Middlebury offers students a change of pace during month-long winter term

December 16, 2008

MIDDLEBURY, Vt. ? Ceramics as a metaphor for life? Science up your sleeve? Coaches in the classroom? From Jan. 5 - 30, Middlebury College students will take a brief hiatus from the conventional course-load of fall and spring terms to focus on a single winter term class, often unrelated to their major. Faculty often combine talents and team-teach these popular interdisciplinary courses, and number of visiting faculty join the campus community for the month. And though the courses are often somewhat fanciful in title, they are thoroughly serious in content.

For example, in the course "Trial by Fire" a group of students will undertake the study of ceramics as a metaphor for life's tensions and resolutions. From the shaping of the clay to the firing and the final product, students will discuss the experience and process. The course will take place at The Frog Hollow Craft Center in Middlebury, and in addition to the hands-on activities, the students - many of whom are non-art majors - will read and discuss works by the Japanese potter Yanagi and others.

In "Almost Magic: The Amazing Science of Ordinary Things," students will explore the hidden science in everyday life, asking such questions as "Why do leaves change color in autumn?" By uncovering the answers through weekly labs that will include the demonstration of magic tricks, students will be introduced to scientific method and basic concepts. The course will conclude with the performance of science-focused magic shows for local children.
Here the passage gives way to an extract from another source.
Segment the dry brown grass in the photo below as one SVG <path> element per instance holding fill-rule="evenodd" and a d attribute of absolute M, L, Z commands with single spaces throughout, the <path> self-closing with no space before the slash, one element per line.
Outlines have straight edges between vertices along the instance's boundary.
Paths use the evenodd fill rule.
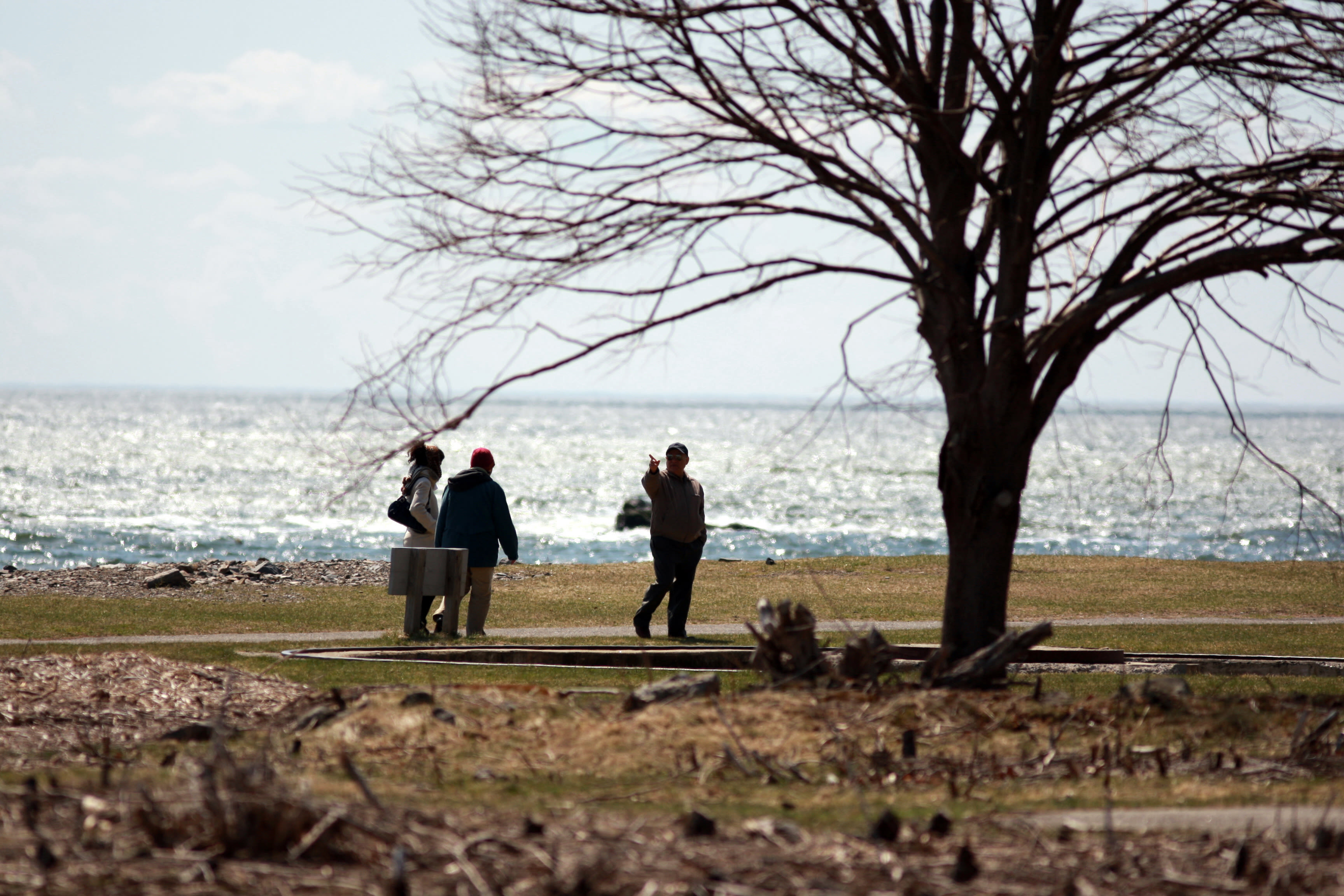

The course "Coaching and Issues in Sports" brings athletic faculty into the classroom for an intensive consideration of coaching and its impact, from elementary school through the college level. Students will develop a portfolio that will include coaching philosophy, sport psychology, physiology and sport pedagogy for his or her sport or sports of interest. The course is organized and led by Middlebury College Men's Hockey and Golf Coach Bill Beaney, who was recently named one of "100 Most Influential Sports Educators in America" by the Institute for International Sport. Guest speakers such as seven-time Olympian John Morton, a graduate of Middlebury's class of 1968, and prominent sports psychologist Wayne Halliwell, a graduate of Middlebury's class of 1966, as well as other prominent sports experts, will lead discussions on current issues happening in the field.

"I think winter term is one of the most educational and fun times at Middlebury," said sophomore Anne Runkel. "It allows students to focus on one particular subject and become very involved in the material, something that is hard to do when taking three other classes."

Faculty also enjoy the change of pace that the short term brings. "This winter I'm teaching a class on private pathways for environmental protection, things like land trusts, green consuming and corporate social responsibility. It's something I became interested in while finishing up my last book and talked about a bit in my classes. The students are quite interested, so winter term seemed the perfect time for me and them to delve more deeply into the topic," said Professor of Public Policy, Political Science and Environmental Studies Chris Klyza."